After experimenting with the format of high definition video on the television series 100 Centre Street, Lumet made the decision to shoot Before the Devil Knows You're Dead on the Panavision Genesis digital camera system. At a press conference at the 2007 New York Film Festival, Lumet called shooting on film "a pain in the ass," and predicted that as soon as distributors and exhibitors could agree on a digital projection format, photographic film would be rendered obsolete.

The primary robbery scene was filmed at the Bay Terrace Shopping Center in Bayside, Queens, New York.

Sidney Lumet knew Philip Seymour Hoffman was going to have more difficulty with the opening sex scene than Marisa Tomei. "I don't think Philip has ever conceived of himself in the nude fucking onscreen. It's just not something that comes his way. So when we started blocking, Marisa hopped up on the bed, got on her hands and knees, slapped her ass and said, 'Come on Phil, let's go!' I could kiss her. Because if Philip had any inhibitions, they were gone," Lumet said.

==Release==
The film premiered on September 6, 2007, at the Festival of American Cinema in Deauville, France. It was also shown at the Toronto International Film Festival in Canada on September 13, 2007. It opened in France on September 26, 2007. The film made its American debut on October 12, 2007, at the New York Film Festival. It opened in limited release in the United States on October 26, 2007, in two theaters, grossing US$73,837 in its opening weekend. In total, the film grossed over US$25 million worldwide.

==Reception==
Rotten Tomatoes, a review aggregator, reports that 89% of 180 surveyed critics gave the film a positive review; the average rating is 7.8/10. The website's critical consensus reads: "A tense and effective thriller, Before the Devil Knows You're Dead marks a triumphant return to form for director Sidney Lumet." On Metacritic, the film has a weighted average score of 86 out of 100, based on 37 critics, indicating "universal acclaim".

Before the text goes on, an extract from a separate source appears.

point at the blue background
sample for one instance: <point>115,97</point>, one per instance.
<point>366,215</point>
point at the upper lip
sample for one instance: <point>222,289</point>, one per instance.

Time magazine's Richard Schickel named the movie one of the top 10 films of 2007, ranking it at #3, saying, "At one level the movie is a wonderfully intricate exploration of family dysfunction. At another, it's a coolly controlled examination of increasingly insane criminal ineptitude. Either way you look at it, this is a hypnotizing film from one of our great masters." Roger Ebert gave the film four stars out of four, calling it "superb" and its director, Sidney Lumet, a "living treasure."

===Top 10 lists===
The film appeared on many critics' top 10 lists of the best films of 2007.

- 1st - Stephen Farber, The Hollywood Reporter
- 1st - Steven Rea, The Philadelphia Inquirer
- 2nd - Marc Mohan, The Oregonian
- 2nd - Owen Gleiberman, Entertainment Weekly
- 3rd - Manohla Dargis, The New York Times
- 3rd - Richard Schickel, Time
- 3rd - Roger Ebert, Chicago Sun-Times
- 4th - Rene Rodriguez, The Miami Herald
- 5th - Marc Savlov, The Austin Chronicle
- 6th - Carina Chocano, Los Angeles Times
- 6th - Frank Scheck, The Hollywood Reporter
- 6th - Keith Phipps, The A.V. Club
- 7th - Scott Foundas, LA Weekly (tied with Eastern Promises)
- 8th - Jack Mathews, New York Daily News
- 8th - Peter Travers, Rolling Stone
- 8th - Ty Burr, The Boston Globe
- 9th - Mick LaSalle, San Francisco Chronicle
- 9th - Peter Vonder Haar, Film Threat
- 10th - Philip Martin, Arkansas Democrat-Gazette
- 10th - Stephen Hunter, The Washington Post

===Awards and honors===
- American Film Institute Awards 2007
- Boston Society of Film Critics Award for Best Cast
- Gotham Independent Film Award for Best Ensemble Cast
- Satellite Award for Best Cast – Motion Picture

==Home media==
The film was released on DVD and Blu-ray on April 15, 2008.